Seks is ingewikkeld. Je moet een geschikte partner treffen, kleren moeten uit, en je moet een plek vinden waar je ongestoord je gang kunt gaan. Aseksuele voortplanting is eigenlijk veel makkelijker en minder kwetsbaar. Waarom doen wij mensen het dan op de moeilijke manier?
Veel primitieve organismen klonen zichzelf. Dit is biologisch gezien een makkelijkere manier van voortplanten dan de ingewikkelde seksuele daad. Raderdieren zijn kleine waterbewoners waarvan sommige seksen, andere klonen en nog een groep soorten de twee variaties lekker afwisselt. Biologen hebben deze diertjes onderzocht om antwoord te vinden op de vraag wat het evolutionair nut is van seks boven klonen. Het onderzoek verscheen gisteren in Nature.

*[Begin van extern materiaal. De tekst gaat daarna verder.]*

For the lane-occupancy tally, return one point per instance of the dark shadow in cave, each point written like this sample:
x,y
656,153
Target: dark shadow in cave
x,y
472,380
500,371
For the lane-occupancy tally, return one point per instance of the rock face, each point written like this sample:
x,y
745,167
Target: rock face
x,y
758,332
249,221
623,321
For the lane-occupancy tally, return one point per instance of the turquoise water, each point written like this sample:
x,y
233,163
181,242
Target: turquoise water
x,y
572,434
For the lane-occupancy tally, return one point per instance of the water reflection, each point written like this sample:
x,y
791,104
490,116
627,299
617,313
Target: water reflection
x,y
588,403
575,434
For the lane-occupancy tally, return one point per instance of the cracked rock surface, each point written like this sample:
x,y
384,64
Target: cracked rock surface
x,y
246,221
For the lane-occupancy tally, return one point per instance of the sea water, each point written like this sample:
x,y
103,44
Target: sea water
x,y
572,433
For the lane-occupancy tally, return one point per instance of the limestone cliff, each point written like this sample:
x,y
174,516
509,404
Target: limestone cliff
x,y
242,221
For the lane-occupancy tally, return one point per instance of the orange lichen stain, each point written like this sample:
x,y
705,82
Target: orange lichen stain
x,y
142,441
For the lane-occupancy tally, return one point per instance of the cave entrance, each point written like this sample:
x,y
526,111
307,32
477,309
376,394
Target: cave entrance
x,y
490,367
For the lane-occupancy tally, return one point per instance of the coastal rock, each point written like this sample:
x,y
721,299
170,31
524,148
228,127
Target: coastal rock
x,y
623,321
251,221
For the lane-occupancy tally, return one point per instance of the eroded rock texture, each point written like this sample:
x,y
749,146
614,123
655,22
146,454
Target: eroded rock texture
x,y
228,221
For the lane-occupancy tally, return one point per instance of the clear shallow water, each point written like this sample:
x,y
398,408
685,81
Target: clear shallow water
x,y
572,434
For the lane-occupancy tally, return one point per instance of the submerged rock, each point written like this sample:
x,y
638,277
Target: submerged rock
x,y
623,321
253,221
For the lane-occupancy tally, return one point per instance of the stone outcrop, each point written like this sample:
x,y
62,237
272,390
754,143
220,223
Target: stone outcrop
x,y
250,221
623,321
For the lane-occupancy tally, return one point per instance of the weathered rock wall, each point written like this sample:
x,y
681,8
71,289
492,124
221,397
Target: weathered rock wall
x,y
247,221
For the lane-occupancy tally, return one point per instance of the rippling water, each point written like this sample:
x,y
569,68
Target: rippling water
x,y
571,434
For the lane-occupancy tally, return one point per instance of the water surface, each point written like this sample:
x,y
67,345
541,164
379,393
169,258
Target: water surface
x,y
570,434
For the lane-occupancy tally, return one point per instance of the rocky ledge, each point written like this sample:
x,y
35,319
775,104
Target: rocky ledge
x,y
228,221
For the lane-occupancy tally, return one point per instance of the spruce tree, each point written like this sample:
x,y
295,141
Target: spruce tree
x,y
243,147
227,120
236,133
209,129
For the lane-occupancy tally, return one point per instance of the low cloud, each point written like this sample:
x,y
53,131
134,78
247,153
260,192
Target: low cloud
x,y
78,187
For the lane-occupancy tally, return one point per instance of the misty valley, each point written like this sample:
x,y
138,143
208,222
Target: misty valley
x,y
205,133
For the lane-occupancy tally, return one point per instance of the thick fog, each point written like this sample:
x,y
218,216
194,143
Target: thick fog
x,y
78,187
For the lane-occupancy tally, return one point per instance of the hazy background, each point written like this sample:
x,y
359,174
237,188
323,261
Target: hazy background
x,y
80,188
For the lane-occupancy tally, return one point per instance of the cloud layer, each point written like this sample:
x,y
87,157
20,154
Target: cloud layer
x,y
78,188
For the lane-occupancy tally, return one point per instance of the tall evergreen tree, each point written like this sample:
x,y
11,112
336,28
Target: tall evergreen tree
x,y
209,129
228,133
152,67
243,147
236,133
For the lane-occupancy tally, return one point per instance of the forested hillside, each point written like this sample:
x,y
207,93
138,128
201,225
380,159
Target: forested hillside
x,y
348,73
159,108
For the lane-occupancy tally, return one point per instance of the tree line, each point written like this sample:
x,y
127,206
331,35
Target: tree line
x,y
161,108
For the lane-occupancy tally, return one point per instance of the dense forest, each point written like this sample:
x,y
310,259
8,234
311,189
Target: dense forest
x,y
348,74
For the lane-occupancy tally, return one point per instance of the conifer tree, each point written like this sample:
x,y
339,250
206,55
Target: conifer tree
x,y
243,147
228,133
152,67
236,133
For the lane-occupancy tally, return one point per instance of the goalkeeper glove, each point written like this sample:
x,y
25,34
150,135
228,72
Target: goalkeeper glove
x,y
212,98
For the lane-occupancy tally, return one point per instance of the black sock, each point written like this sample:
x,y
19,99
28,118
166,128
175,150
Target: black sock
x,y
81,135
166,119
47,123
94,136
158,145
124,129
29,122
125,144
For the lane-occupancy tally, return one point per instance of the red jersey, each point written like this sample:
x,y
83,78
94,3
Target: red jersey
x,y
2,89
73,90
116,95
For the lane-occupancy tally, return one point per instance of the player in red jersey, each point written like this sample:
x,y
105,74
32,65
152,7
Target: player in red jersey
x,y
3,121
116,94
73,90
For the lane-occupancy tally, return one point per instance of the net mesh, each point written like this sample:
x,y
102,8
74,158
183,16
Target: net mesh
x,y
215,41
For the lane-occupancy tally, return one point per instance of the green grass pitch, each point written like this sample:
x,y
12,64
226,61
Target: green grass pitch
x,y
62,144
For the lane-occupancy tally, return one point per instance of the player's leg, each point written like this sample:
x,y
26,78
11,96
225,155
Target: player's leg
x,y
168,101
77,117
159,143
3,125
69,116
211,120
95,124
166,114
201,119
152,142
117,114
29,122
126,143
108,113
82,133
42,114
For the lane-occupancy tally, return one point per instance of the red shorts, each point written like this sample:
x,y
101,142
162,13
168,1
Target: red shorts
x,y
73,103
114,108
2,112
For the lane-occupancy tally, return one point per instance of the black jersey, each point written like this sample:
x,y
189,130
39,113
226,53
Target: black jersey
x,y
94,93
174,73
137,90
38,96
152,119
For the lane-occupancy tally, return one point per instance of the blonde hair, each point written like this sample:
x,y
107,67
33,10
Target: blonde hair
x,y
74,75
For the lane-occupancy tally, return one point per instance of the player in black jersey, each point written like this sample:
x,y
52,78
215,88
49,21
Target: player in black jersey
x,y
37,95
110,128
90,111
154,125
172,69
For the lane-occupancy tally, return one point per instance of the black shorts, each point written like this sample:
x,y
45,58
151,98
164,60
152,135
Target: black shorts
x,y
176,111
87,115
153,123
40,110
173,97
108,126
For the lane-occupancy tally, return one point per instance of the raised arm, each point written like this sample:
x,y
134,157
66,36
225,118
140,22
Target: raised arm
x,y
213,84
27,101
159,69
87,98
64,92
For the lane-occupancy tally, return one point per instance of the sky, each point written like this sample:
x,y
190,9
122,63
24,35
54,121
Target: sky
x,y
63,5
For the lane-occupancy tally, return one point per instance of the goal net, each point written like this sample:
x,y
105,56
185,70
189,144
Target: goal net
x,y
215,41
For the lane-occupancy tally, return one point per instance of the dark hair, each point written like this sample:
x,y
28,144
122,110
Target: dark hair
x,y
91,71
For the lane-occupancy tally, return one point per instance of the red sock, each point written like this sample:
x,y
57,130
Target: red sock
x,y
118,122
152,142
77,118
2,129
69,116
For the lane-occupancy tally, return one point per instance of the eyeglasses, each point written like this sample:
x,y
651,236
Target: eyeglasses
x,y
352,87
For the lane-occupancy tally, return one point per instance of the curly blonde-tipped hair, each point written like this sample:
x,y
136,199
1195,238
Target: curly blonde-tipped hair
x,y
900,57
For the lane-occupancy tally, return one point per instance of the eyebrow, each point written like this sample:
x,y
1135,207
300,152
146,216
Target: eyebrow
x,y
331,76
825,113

De onderzoekers zetten de raderdiertjes in twee verschillende gecontroleerde omgevingen, waarbij er in de ene bak op sommige plekken moeilijk voedsel te krijgen was en op andere plekken makkelijk, terwijl er in de andere bak overal evenveel voedsel was. Wat bleek? In de gelijkmatige voedselbak ontstond een populatie van alleen vrouwtjes, allen klonen van hun moeder. In de gevarieerde bak waren de raderdiertjes aan de seks gegaan waardoor er zowel jongens als meisjes geboren werden. Deze diertjes waren ook beter in staat voedsel te vinden.
De moraal van dit verhaal is volgens de onderzoekers dat door seks genen mengen. Hierdoor heeft het nageslacht andere genen dan hun ouders en dat betekent dat zij zich beter aan hun omgeving kunnen aanpassen. Laat dit ook voor ons een wijze les zijn.